À ce moment, le rugby est toujours amateur en Argentine, quand le professionnalisme en est à ses balbutiements dans l’Hexagone. Les clubs sont composés, dans leur immense majorité, de joueurs français. Les quelques étrangers proviennent des nations majeures du rugby international. 

Mais un événement va tout changer. « La Coupe du monde 1999 a initié la venue des joueurs argentins en France, explique Miguel Fernandez, l’un des agents les plus influents du rugby français et notamment à l’origine de la venue de plusieurs Pumas au Stade français au début des années 2000. À l’occasion des Coupes du monde et des tournées, on découvrait toujours des talents argentins. Puisque le rugby était totalement amateur là-bas, une filière s’est rapidement créée. Avec la venue des premiers joueurs en France, c’était assez facile d’appeler un joueur qui jouait déjà en Argentine parce que tous les joueurs se connaissent ».

Dès lors, les meilleurs joueurs argentins débarquent en France : Ignacio Corleto, Agustin Pichot, Juan Martin Hernandez, Mario Ledesma, Rodrigo Roncero. Plutôt que de rejoindre le Royaume-Uni et ses équipes professionnelles, les Argentins font un choix « naturel », tant culturellement qu’au niveau du rugby d’après Mauricio Reggiardo : « Notre côté latin, notre facilité d’adaptation, et nos valeurs du rugby, similaires à celles des Français, font que c’est facile pour nous de venir en France. »

Aujourd’hui manager de Provence Rugby, Mauricio Reggiardo (ici à gauche) compte 50 sélections et 2 participations à la Coupe du monde. (PATRICK KOVARIK / AFP)

« Si on doit faire un comparatif avec les joueurs Sud-Africains, Néo-Zélandais ou Australiens, ce sont les Argentins qui s’adaptent le plus vite parce que culturellement c’est un peu pareil, complète Miguel Fernandez. Le jeu argentin collait assez bien à notre championnat de l’époque ».

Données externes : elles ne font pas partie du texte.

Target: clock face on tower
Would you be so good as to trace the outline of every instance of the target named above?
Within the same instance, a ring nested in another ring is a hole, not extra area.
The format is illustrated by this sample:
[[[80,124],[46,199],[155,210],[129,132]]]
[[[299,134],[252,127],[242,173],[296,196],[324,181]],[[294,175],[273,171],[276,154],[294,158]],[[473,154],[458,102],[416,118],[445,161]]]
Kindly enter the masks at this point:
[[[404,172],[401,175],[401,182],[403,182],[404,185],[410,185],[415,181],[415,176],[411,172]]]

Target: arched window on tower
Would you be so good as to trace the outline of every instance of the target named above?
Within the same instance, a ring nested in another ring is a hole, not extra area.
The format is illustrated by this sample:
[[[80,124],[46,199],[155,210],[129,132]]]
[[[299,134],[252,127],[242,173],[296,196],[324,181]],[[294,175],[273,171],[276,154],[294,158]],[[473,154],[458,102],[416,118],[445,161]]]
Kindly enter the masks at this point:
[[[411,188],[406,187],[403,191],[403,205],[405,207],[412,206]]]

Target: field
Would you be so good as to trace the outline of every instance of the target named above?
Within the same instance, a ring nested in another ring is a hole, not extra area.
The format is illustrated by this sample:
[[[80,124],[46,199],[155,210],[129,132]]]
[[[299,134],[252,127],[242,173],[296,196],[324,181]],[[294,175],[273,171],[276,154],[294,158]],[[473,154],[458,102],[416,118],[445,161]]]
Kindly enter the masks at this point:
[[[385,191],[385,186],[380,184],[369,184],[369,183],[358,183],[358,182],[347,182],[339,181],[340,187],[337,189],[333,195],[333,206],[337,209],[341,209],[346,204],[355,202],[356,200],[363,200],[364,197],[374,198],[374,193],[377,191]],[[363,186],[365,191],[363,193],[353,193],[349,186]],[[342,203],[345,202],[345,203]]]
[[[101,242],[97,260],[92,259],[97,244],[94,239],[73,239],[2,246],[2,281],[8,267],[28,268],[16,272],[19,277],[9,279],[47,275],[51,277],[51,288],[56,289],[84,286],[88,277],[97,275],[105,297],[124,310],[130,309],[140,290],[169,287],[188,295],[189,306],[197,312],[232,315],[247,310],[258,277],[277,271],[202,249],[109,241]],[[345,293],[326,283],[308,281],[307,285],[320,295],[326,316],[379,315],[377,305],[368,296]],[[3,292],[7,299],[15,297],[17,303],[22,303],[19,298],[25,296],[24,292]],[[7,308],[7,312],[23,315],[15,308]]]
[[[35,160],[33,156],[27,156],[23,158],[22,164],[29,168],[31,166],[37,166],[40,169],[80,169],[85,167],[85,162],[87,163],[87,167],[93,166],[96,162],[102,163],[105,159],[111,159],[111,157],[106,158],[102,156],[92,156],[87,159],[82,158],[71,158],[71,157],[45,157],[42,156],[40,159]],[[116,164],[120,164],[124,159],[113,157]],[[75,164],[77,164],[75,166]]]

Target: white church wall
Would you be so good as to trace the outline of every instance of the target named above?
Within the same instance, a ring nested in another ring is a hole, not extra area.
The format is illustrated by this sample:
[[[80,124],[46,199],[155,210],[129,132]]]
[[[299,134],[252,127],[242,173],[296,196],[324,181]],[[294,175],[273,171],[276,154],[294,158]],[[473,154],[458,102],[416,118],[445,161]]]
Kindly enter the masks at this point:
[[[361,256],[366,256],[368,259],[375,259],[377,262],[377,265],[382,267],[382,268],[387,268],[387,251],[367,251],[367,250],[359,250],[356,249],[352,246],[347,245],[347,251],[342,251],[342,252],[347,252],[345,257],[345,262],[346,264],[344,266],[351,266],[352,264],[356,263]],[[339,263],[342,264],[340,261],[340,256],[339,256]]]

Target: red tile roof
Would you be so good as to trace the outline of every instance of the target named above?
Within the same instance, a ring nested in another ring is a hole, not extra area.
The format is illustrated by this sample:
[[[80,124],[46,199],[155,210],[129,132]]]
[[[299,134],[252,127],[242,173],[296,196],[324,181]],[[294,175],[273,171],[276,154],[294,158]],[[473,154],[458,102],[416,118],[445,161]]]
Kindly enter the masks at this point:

« L’Argentin, il a besoin d’appartenir à l’endroit où il est. Dès qu’on arrive, on s’investit énormément. Même au bout de quinze jours, on dirait qu’on est là depuis des années. C’est une qualité d’adaptation propre aux Argentins. Si tu prends n’importe quel joueur du Stade français de l’époque, les mecs étaient tous adorés. Petti et Cordero à Bordeaux aujourd’hui c’est la même chose. »

Surtout, les Argentins qui signent en France sont totalement dévoués à leur club. Jusqu’en 2011 et l’intégration de l’Argentine au Rugby Championship (tournoi qui rassemble les trois nations majeures du rugby du Sud), les retours en sélection sont rares. Seulement lors des fenêtres internationales prévues à cet effet, au contraire des autres joueurs de l’Hémisphère sud.

Pendant quatre saisons, les meilleurs joueurs nationaux ont composé l’équipe des Jaguares pour affronter les meilleurs clubs sud-africains, australiens et néo-zélandais dans le Super Rugby. (RODGER BOSCH / AFP)

En 2016, l’Argentine prend encore plus d’importance dans le rugby international, mais coupe quelques liens avec la France. Pour la première fois, une province argentine est invitée à disputer le championnat des clubs de l’Hémisphère sud, le Super Rugby. La Fédération rappelle alors tous ses talents pour représenter la patrie. Si l’expérience tourne court à cause de la crise sanitaire, elle se conclut par une finale face à l’ogre des Crusaders. « Pendant ce temps là, il y a eu moins de joueurs argentins de premier plan en Europe », analyse Miguel Fernandez.

Aujourd’hui, les plus grands talents de la Céleste évoluent toujours dans le championnat de France. Mais la règle limitant le nombre de joueurs formés hors de frontières nationales et les tentations extérieures grandissantes sont passées par là. Certains ont profité de l’expérience du Super Rugby pour rallier l’Hémisphère sud. D’autres garnissent même les rangs des équipes britanniques.

Samedi, face aux Français, difficile d’imaginer les Pumas faire des cadeaux à leurs collègues du Top 14. Même fatigués, alors qu’ils arrivent au bout d’une saison à rallonge, ils donneront tout, comme à chacun de leurs matchs face aux Bleus.